When St. Germaine's gig starts, the stage fills with lights and crowds with musicians and we suddenly discover why St. Germaine, also known as French composer Ludovic Navarre, doesn't want photographers to film or take pictures of him: it's clear, he doesn't want to ruin the magic of the moment and doesn't want people to discover that he doesn't do much apart from having great musicians. His set is made up of sax booming, trumpet exploding and bass pumping tracks, studded with sambatastic elements, that turn every now and then either into a 4/4 thing or into techno anthems. St. Germaine and his musicians manage to make us dance, even though sometimes his music sounds not that new and rather recycled. People clap his musicians, in particular the saxophone player and the amazing percussionist, indeed both of them manage to harangue the crowd and make us dance and shout. The set lasts for almost two hours and after it ends, we can still hear St. Germaine's music in our heads, so we decide to stay around and have fun for some more time. Tomorrow's gig and tomorrow's fun are still far.
Walking. Aimlessly. I'm aimlessly walking through the streets of Arezzo. Here every stone, every pebble has got a story and you can amazingly feel part of that story and dream of having suddenly gone back to the Renaissance just walking, allowing your feet to tread on those rain beaten, sun eaten roads. And you walk and walk, meeting on your way gothic and romanesque churches, cathedrals with huge aisles characterised by double mullioned windows, polystyle pillars, pointed arches which long to reach the heavens up above. The coloured glasses that form the delicate texture of the windows of the cathedrals reflect cones of fluorescent lights which illuminate the scary remains of the saints preserved in old see-me-through coffins. Here Piero della Francesca's 15th century frescoes telling the Legend of the True Cross and the crucifix by Cimabue can be admired, while Renaissance Madonnas stare at you from frescoes and paintings, from one in particular, the Madonna dei Fusi by Leonardo da Vinci. In this painting the light blue in the background creates a contrast with the intense blue of the Madonna's mantle and the sweet face of a vivacious baby Jesus and his mother's face are enlightened by a special beam of light. I feel like Marion in Hubert Selby Jr's Requiem for a Dream: Marion hugging herself, lulling her drug habit with dreams of Italy and suddenly experimenting her mind being filled with "the bright blues and brilliant light of the Italian renaissance", realising that "Italians were masters of light" and can "use blue like no one before or since" and…RRRRIIING! RRRRRRRIIIINGGG! Goes my mobile, in one of the few epiphany-like moments of my life. When I answer a frantic voice on the other side of the line tells me that somebody is waiting to be interviewed. And then I remember why I'm here in Arezzo, I'm here for the Festival where, among the other stars, Nick Cave is also highly awaited. The prince of darkness, the master of black atmospheres and murderous ballads is indeed here at the Hotel Minerva, turned into his and The Bad Seeds' temporary headquarters.

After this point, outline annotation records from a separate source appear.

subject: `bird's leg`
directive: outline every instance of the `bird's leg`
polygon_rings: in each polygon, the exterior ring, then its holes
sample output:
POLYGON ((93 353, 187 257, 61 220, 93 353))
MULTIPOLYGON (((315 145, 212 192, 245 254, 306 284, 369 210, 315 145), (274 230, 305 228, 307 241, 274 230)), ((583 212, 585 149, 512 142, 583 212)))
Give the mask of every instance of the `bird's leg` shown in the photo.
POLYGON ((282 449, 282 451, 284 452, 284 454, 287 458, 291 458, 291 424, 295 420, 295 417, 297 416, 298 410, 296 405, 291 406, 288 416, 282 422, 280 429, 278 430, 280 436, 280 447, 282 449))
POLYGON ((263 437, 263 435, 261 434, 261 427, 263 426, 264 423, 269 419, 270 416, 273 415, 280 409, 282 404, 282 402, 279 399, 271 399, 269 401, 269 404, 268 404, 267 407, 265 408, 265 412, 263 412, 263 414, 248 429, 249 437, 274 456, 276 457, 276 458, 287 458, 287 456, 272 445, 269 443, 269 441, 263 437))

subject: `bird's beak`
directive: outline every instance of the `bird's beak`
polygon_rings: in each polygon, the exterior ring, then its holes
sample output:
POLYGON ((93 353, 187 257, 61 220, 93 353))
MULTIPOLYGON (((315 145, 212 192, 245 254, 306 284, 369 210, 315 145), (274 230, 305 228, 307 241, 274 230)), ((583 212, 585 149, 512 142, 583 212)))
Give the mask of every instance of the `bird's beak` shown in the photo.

Facing the Caveman is not easy. For a moment, any kind of dream of Renaissance is temporarily destroyed by Nick's white complexion, accentuated by his sunglasses, hiding his piercing eyes. He's playing with some rolling papers, unassumingly trying to build a cigarette with his skinny fingers. I'm almost scared to fire him the first question as if my voice would suddenly unbalance the precarious equilibrium of the universe. Long time has gone since The Birthday Party, long time since the first album and since Nick's wandering soul brought him from Melbourne to London, Berlin, Sao Paolo and back to London. Allegedly, the year 2001 marked for Nick Cave the year of his eleventh release, the album No More Shall We Part. In an attempt to put him at ease I mention him a friend of his, Shane MacGowan. The Pogues' father says at a certain point of his autobiography A Drink With Shane MacGowan (Sidgwick & Jackson), written by Victoria Mary Clarke & Shane MacGowan, "(Nick Cave) doesn't fuck around. He doesn't make any attempts at compromise or anything like that … I thought he was great, I thought he was one of the coolest guys I'd ever met, he just was cool …I loved his music and the fact that he lived up to his music by being really cool … Everything Nick Cave does has got a groove."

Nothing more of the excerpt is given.